# Golf Atire



## bigboy (May 25, 2006)

What do you wear when you go out golfing? I wear a polo shirt and khaki pants. I am interested to see what other people wear. I don't like when people wear ripped jeans and things like that, how about yourself?


----------



## fitz-uk (Apr 28, 2006)

All good courses insist that you wear trousers and collored t-shirts. They are getting slightly more lenient in so far as they will allow you to wear a collorless shirt if it has the nike badge on it and looks like something Mr Woods would wear


----------



## reins (May 30, 2006)

I usually wear a polo from a nicer brand with khaki shorts to keep cool, then I usually have a hat or sun glases. Also golf socks and golf shoes.


----------



## Carolina (May 31, 2006)

Usually just a polo, and plaid or khaki pants, along with a nice cap and some sunglasses, and golf shoes to top it off.


----------



## dblcorona (May 16, 2006)

As everybody so far...A polo style shirt.
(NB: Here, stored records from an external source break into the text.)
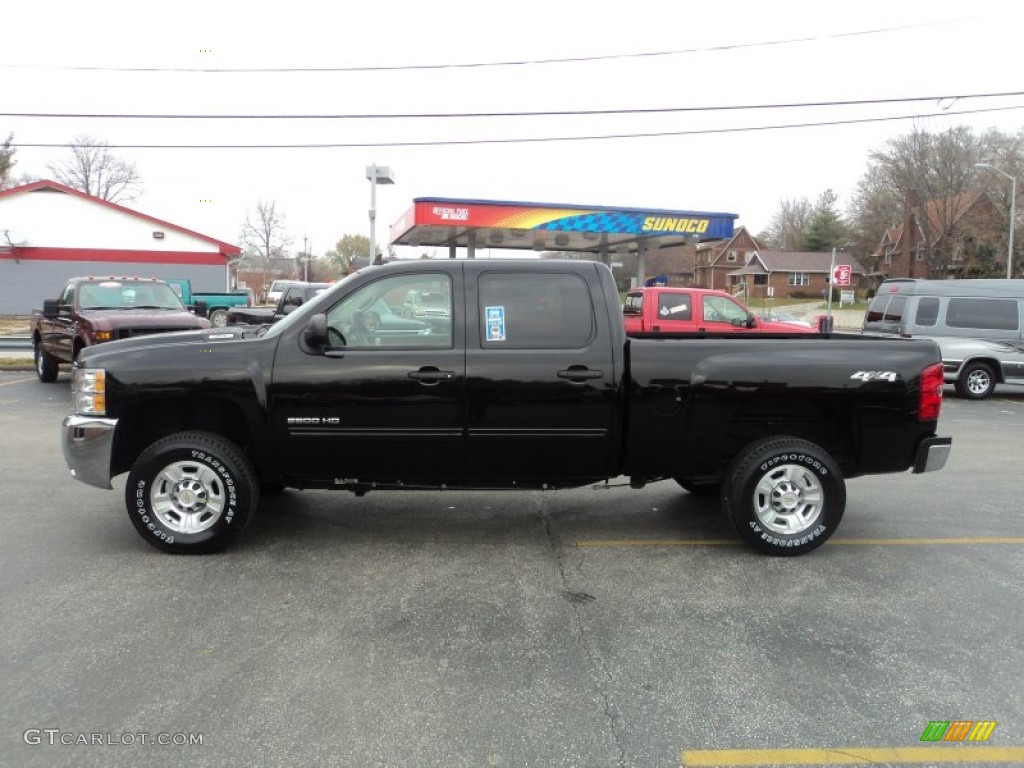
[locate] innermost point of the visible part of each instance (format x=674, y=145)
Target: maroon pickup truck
x=91, y=310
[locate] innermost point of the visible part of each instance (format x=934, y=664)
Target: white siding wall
x=53, y=219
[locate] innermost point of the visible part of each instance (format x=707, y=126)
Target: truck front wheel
x=47, y=367
x=784, y=496
x=192, y=493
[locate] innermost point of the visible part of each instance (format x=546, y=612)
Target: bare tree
x=788, y=225
x=94, y=170
x=932, y=173
x=264, y=239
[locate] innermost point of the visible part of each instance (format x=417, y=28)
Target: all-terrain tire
x=784, y=496
x=192, y=493
x=976, y=382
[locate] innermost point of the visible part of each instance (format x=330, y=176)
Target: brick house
x=944, y=239
x=790, y=274
x=704, y=264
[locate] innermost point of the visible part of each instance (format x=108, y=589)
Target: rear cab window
x=675, y=306
x=523, y=310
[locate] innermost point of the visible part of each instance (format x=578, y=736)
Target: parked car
x=978, y=325
x=780, y=315
x=663, y=309
x=529, y=382
x=94, y=310
x=207, y=304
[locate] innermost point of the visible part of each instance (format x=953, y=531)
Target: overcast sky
x=460, y=56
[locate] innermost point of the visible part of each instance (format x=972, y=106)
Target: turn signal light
x=930, y=396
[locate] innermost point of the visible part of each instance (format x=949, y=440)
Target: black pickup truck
x=521, y=376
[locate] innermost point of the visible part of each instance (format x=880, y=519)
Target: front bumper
x=932, y=454
x=88, y=442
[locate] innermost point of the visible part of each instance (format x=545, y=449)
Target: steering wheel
x=335, y=338
x=368, y=323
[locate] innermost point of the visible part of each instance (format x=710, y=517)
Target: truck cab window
x=377, y=314
x=675, y=306
x=544, y=310
x=720, y=309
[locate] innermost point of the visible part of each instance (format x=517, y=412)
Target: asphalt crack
x=579, y=600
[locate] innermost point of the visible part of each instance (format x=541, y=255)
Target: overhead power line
x=514, y=140
x=481, y=65
x=946, y=97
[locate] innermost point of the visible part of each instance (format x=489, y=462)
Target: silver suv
x=976, y=323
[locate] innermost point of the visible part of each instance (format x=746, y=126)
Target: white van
x=978, y=325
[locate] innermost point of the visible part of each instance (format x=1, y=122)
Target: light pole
x=377, y=175
x=1013, y=214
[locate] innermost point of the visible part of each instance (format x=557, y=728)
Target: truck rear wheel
x=784, y=496
x=47, y=367
x=192, y=493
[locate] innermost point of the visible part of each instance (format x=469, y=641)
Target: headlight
x=88, y=390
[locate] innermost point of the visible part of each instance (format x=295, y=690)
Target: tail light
x=930, y=395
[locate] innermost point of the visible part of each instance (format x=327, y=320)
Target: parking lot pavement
x=597, y=627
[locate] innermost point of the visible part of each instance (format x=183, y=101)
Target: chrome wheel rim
x=788, y=500
x=978, y=382
x=187, y=497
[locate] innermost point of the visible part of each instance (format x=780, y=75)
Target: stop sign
x=843, y=274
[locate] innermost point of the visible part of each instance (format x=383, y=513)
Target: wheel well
x=824, y=423
x=145, y=423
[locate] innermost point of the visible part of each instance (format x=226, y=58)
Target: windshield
x=301, y=314
x=127, y=295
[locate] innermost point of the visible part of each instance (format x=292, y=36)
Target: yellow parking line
x=598, y=543
x=854, y=756
x=16, y=381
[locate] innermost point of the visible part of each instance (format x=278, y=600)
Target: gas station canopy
x=543, y=226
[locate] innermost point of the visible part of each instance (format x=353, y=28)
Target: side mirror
x=315, y=334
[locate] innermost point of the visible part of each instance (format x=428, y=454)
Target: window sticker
x=495, y=318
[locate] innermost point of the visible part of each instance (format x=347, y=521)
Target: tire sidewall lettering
x=799, y=459
x=154, y=526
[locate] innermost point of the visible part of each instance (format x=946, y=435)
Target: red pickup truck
x=670, y=310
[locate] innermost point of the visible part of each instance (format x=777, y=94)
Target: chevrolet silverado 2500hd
x=527, y=380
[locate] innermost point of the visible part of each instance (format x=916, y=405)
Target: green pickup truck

I prefer to golf in shorts. Khaki and no pleats. Hat and golf shoes to round it out.


----------



## Homeless (May 12, 2006)

Polo shirt generally, sometime a short sleve button up. I usually wear shorts though (Kahki cargos) to stay cool. I always wear a ball cap and sunglasses...though I can usally be seen wearing a hat anyway...


----------



## white_tiger_137 (Mar 23, 2006)

An undershirt, sweater and parka most of the year, but during the few days in August that counts as summer in Michigan, I'll wear a polo shirt, khaki shorts, and a Detroit Tigers hat. Except during after school golf team practices. Then I'll wear whatever faboulusly stylish clothes I wore to school. (Jeans and a T-shirt):


----------



## Carolina (May 31, 2006)

The Detriot Tigers..? You sir, are a fool . Pugd Rodriguez eh? Im guessing your a big fan of him lol


----------



## green lea (Apr 20, 2006)

khaki shorts and a t shirt when ever warmer than 60, if colder jeans(not crappy tore up jeans but decent looking jeans) and a t shirt.


----------



## Carolina (May 31, 2006)

T-shirt on the golf course. I dont think the course I go to allows t-shirts. The club you go to must have a very easy dress code.


----------



## reins (May 30, 2006)

Most of the time I go to public/city courses with less strict dress codes, however I still like to dress up.


----------



## Carolina (May 31, 2006)

I ussually go to golf clubs. I have been to a few course considering I live by a par 3 which is public.


----------



## green lea (Apr 20, 2006)

the course i play dosent really have a dress code. pretty laid back in that department.


----------



## ronaldo0501 (Jun 8, 2006)

*Attire*

I usually wear the classic polo with Khakis, but it also depends on the course that I am playing. So... I play it by ear day to day.


----------



## 373 (Jun 9, 2006)

Slacks and polo style shirt... Even public courses here in Miami won't allow jeans, but I think you can wear a tee shirt style shirt as long as it has sleeves. Men aren't allowed to wear "wife beater" shirts, but women's styles are obviously more lenient about the sleeveless style.


----------



## BirdieMaster (Jun 8, 2006)

always a collard shirt and cargo shorts for summer and khakis during the colder seasons. they shoud always enforce you to wear collard shirts.


----------